BALI, KRJOGJA.com - Situasi kekerasan terhadap perempuan di masa pandemi Covid 19 menunjukan angka yang memprihatinkan. Kekerasan yang terjadi kini bukan hanya dialami di ranah fisik, namun kerap terjadi dalam ranah online imbas semakin intensnya penggunaan teknologi informasi di situasi pandemi.
“Perempuan kerap mengalami diskriminasi gender dalam bentuk marginalisasi, subordinasi, stereotip dan beban ganda terutama diperparah dalam kondisi pandemi. Guna menjembatani ketimpangan gender yang terjadi di masyarakat, pemerintah berkomitmen untuk menjadikan pengarusutamaan gender sebagai strategi yang harus diterapkan dalam seluruh proses pembangunan nasional sesuai dengan Instruksi Presiden Nomor 9 Tahun 2000 tentang Pengarusutamaan Gender dalam Pembangunan Nasional,†tutur Menteri Pemberdayaan Perempuan dan Perlindungan Anak (PPPA) Bintang Puspayoga, dalam Rakornas Pemberdayaan dan Perlindungan Anak 2021 di Sanur, Denpasar, Bali, Rabu (16/6/2021).

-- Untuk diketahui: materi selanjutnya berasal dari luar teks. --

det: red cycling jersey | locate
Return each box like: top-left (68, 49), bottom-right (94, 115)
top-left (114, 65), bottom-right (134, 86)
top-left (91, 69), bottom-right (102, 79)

Oleh karena itu Menteri Pemberdayaan Perempuan dan Perlindungan Anak (PPPA) Bintang Puspayoga meminta jajarannya melakukan tiga aksi perlindungan pada korban kekerasan perempuan dan anak yang membutuhkan perlindungan. Tiga aksi tersebut terkait tugas dan fungsi baru Kementerian PPPA, yaitu penyediaan layanan rujukan akhir bagi perempuan korban kekerasan dan penyediaan layanan bagi anak yang memerlukan perlindungan khusus, dan perlu koordinasi tingkat nasional, lintas provinsi, dan internasional.
"Tambahan tugas dan fungsi ini harus mampu diterjemahkan dalam tiga aksi, yaitu prioritaskan aksi pencegahan kekerasan terhadap anak yang melibatkan keluarga, sekolah, dan masyarakat melalui kampanye, sosialisasi dan edukasi publik yang menarik dan memunculkan kepedulian sosial terhadap isu kekerasan," ujar Bintang.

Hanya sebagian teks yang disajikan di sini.